Sub-Register Allocation


I’m trying to get a better understanding of sub-registers. I’m seeing the code generator make an odd decision that I was hoping someone could point me in the right direction of explaining.

The architecture is 68000, which has 8, 16, and 32 bit views of all of it’s data registers. In order to zero extend you can load a big view with zero, and then copy into the small view.

I’m working on this llvm function,

define i16 @zext_i8_to_i16_simple(i8 %x) {
%1 = zext i8 %x to i16
ret i16 %1

I have a pattern where I load the 16 bit portion of the register with 0, and then copy in the 8 bit portion.

def : Pat<(i16 (zextloadi8 addr:$src)),
(INSERT_SUBREG (MOV16id 0), (MOV8md addr:$src), sub_byte)>;

which produces working but odd assembly,

zext_i8_to_i16_simple PROC ; @zext_i8_to_i16_simple
; BB#0:
move.b 4(a7), d1
move.w #0, d0
move.b d1, d0

Notice the extraneous use of d1, as

move.w #0, d0
move.b 4(a7), d0

would work just as well.

If however, I load the 32 bit portion of the register with 0, truncate it to 16bits, and then copy in the 8 bit portion, I get what I expect.

def : Pat<(i16 (zextloadi8 addr:$src)),
(MOV8md addr:$src),

zext_i8_to_i16_simple PROC ; @zext_i8_to_i16_simple
; BB#0:
moveq #0, d0
move.b 4(a7), d0

I’m building off of the llvm 3.2 release, if it matters.

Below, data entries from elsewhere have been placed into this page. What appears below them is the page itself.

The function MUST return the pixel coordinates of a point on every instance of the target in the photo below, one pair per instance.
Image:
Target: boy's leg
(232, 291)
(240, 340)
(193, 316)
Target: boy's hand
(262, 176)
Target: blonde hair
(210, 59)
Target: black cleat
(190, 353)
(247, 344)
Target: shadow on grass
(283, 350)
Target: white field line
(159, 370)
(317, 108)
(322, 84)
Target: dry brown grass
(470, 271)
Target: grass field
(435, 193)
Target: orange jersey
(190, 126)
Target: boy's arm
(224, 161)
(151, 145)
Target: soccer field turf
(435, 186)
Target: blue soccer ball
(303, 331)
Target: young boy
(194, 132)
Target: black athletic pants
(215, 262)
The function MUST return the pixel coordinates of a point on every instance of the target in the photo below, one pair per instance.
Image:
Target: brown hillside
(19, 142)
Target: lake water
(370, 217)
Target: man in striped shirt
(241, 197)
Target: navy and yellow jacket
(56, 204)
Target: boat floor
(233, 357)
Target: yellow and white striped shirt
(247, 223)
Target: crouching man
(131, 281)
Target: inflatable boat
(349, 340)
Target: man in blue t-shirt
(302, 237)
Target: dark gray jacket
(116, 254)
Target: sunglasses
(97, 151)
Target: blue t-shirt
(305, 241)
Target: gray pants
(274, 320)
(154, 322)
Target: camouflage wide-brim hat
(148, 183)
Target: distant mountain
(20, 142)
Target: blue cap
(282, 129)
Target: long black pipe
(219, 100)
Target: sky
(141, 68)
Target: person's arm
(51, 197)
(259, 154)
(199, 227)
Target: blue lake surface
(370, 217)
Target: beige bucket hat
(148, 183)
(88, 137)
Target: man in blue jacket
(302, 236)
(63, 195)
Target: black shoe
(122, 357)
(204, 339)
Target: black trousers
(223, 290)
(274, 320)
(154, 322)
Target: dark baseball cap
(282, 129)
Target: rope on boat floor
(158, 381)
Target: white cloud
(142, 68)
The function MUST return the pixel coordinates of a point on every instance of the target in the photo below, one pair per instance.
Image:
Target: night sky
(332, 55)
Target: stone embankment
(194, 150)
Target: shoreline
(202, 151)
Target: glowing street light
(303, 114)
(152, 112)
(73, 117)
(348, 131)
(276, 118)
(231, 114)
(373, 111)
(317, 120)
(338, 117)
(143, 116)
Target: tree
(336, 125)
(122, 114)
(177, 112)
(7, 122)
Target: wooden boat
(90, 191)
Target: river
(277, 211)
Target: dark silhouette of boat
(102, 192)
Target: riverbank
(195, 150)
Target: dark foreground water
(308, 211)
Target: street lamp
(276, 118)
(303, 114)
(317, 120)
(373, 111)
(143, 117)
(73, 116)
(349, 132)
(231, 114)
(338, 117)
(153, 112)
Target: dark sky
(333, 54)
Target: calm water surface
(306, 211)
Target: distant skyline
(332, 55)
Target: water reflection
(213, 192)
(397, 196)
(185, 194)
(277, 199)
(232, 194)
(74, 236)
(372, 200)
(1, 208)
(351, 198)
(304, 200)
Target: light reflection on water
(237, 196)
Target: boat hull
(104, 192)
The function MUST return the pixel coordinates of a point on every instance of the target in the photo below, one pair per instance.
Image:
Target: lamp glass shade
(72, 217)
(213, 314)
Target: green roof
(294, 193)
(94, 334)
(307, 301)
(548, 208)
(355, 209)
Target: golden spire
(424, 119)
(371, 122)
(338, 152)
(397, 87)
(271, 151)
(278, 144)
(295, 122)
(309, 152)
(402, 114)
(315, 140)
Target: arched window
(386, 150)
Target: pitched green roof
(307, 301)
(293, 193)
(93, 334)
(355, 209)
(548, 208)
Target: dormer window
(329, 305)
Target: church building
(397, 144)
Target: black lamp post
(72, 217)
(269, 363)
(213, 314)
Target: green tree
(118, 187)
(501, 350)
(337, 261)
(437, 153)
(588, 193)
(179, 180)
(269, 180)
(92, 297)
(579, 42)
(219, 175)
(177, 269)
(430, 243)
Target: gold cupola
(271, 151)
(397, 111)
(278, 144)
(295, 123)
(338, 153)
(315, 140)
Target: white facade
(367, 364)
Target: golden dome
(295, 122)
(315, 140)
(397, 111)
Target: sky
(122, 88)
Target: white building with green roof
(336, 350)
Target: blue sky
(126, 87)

I’m mostly looking for where to look to understand what’s going on and/or extra documentation on how subregisters work inside the instruction and registers selectors.

Thank you,
– Kenneth Waters

P.S. If it helps, my register definitions look like,

multiclass M68kDataReg<bits<3> num, string defn, string n> {
def B : M68kReg<num, n>;
def W : M68kRegWithSubregs<num, n, [!cast(defn # “B”)]> {
let SubRegIndices = [sub_byte];
def L : M68kRegWithSubregs<num, n, [!cast(defn # “W”)]> {
let SubRegIndices = [sub_word];

defm D0 : M68kDataReg<0, “D0”, “d0”>;

defm D1 : M68kDataReg<1, “D1”, “d1”>;

LLVM’s register coalescer and allocator don’t try to reschedule instructions, which seems to be required here.


LLVM's register coalescer and allocator don't try to reschedule
instructions, which seems to be required here.

I think you're right. Looking at the instruction schedules before register
allocation, shows that it's scheduling the load before the zero move in one
case but not the other.

Is there an easy way I can trick the scheduler into putting these in the
right order? Perhaps by adding a scheduling dependency between the move
and the load?

Thank you,
-- Kenneth Waters

You can try hacking the SelectionDAG scheduler to “AddGlue” between the constant move and load. See ScheduleDAGSDNodes.cpp.

You can also try using an ISEL pseudo instr. I think it’s “usesCustomInsert=1”.

Maybe someone else has a better idea…

FYI: I’ve been hoping to add a copy removal feature to the MachineScheduler pass, which is a currently disabled pass. It could cleanup in these situations. However, in this case ISEL should really just emit things in the right order.